I, too, am not planning to take this lying down!
I've had a look at a few employment tribunal cases which have involved similar circumstances, and more often than not the judgement is that there is no legal entitlement to backpay if you have left employment. So, unfortunately, it appears there is nothing black and white set down in law to cover our predicament.
However, I also found one case where the claimant won their case because the company they worked for had always paid backpay to leavers, and so this was taken as the default position, but then on a whim the company decided one year that they didn't want to pay it. To me, this sounds remarkably like the stance Network Rail is taking, but before I can be sure, I would need to know whether Network Rail has paid leavers in previous years.

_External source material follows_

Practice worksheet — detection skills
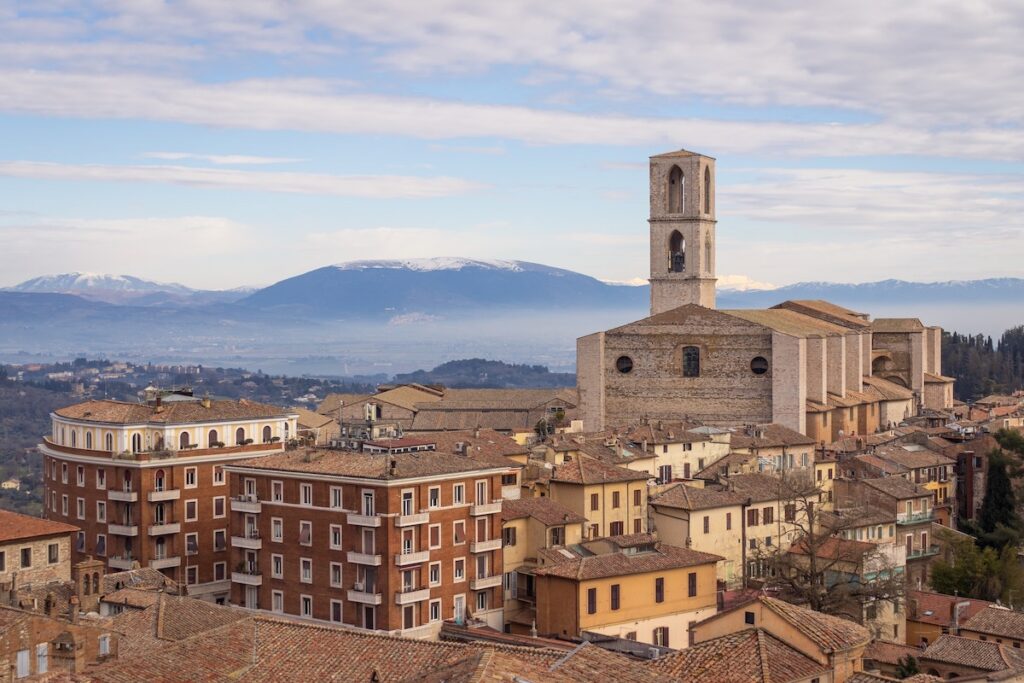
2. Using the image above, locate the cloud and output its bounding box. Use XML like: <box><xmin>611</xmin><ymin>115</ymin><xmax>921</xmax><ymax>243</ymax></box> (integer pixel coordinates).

For anyone would would like to have a read through the case in question, it's here:
Employment tribunal case
I would draw you attention to the following:
Paragraph 57 states: "
Payment properly payable for work done prior to the termination of a contract of employment is payable as wages under that contract regardless of when they become payable."
Paragraph 61 states: "...
the amount payable is, in the absence of any other contractual terms, the amount as agreed for a particular year, regardless of when that agreement was reached."
Paragraph 72: "
It is not disputed that the payments were increased for employees who had worked from April 2022 and were continuing to work for the respondent. That can only be because the respondent recognised that it was money owed in respect of work done by those employees from April 2022 to November 2022."
Paragraph 73: "...
those retrospective payments referable to the period from April 2022 to November 2022 can only be retrospective payment owed, under the contract, for work done during that period. The fact that it only became payable after the end of the claimants’ employment because of the delay in negotiations does not mean that it stopped being wages."
Paragraph 74: ".
..the increased rates of pay were referable to a period when the claimants were working under their contracts of employment and the rate of pay to which they were entitled for that period has been increased accordingly."
Paragraph 81: "
The date on which the obligation to make payment arises is on application by the claimants in accordance with this implied term."